Man or Machine: War in the 20th Century

World War I changed many facets of warfare, particularly where technology was concerned. The automobile, chemical weapons, and tanks stand out, but also do the airplanes, submarines, and machine guns. Some of these weapons were developed during the war and some were simply advanced beyond their pre-war status. The prevalence of the machine in World War I marked a dramatic shift in how the wars of the twentieth century would differ from the wars in previous centuries. These new machines created mass casualty beyond anything that Europe had ever experienced.

By the end of World War II and the beginning of the Cold War, nations would wonder if machines could be used to replace the soldier, or at least reduce the cost of human life. President Truman considered nuclear technology as a means to reduce ally casualties. After two devastating world wars, the notion of technology carrying the brunt of the work was appealing. The second half of the twentieth century provided opportunities for the theory to be tested. Air power became a key component in strategic planning.
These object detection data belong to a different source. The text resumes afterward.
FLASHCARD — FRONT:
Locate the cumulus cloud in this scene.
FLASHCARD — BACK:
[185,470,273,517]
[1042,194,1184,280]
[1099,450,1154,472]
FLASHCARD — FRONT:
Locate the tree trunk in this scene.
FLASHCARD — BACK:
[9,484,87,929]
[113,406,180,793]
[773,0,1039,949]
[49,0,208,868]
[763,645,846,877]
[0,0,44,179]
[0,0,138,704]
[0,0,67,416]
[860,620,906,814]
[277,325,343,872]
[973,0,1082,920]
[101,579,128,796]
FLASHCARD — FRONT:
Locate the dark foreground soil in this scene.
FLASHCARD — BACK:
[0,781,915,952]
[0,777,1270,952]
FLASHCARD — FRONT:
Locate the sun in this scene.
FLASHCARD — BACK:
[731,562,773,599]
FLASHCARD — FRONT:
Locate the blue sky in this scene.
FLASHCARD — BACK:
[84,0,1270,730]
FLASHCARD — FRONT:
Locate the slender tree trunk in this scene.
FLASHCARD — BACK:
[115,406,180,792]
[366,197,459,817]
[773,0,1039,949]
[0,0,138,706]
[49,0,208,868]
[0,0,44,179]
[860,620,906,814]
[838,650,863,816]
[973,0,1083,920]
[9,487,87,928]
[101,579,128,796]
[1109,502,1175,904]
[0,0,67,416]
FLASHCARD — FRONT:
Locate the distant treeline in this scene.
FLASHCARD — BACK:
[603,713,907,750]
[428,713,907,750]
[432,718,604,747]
Bombardments from the air, whether from aircraft or from missiles located many miles from the conflict zone, devastated communities. All indications seemed to point to a day when machines would replace boots on the ground. However machines did not rout the enemy regardless of the devastation they created. As the twenty-first century dawned, warfare seemed to depart from the oceans and grand battlefields where the machine dominated and instead entered the villages and city streets where man could maneuver more adeptly. Despite all the technological development to the machines of war, man with natural adaptability time-and-time-again remained supreme.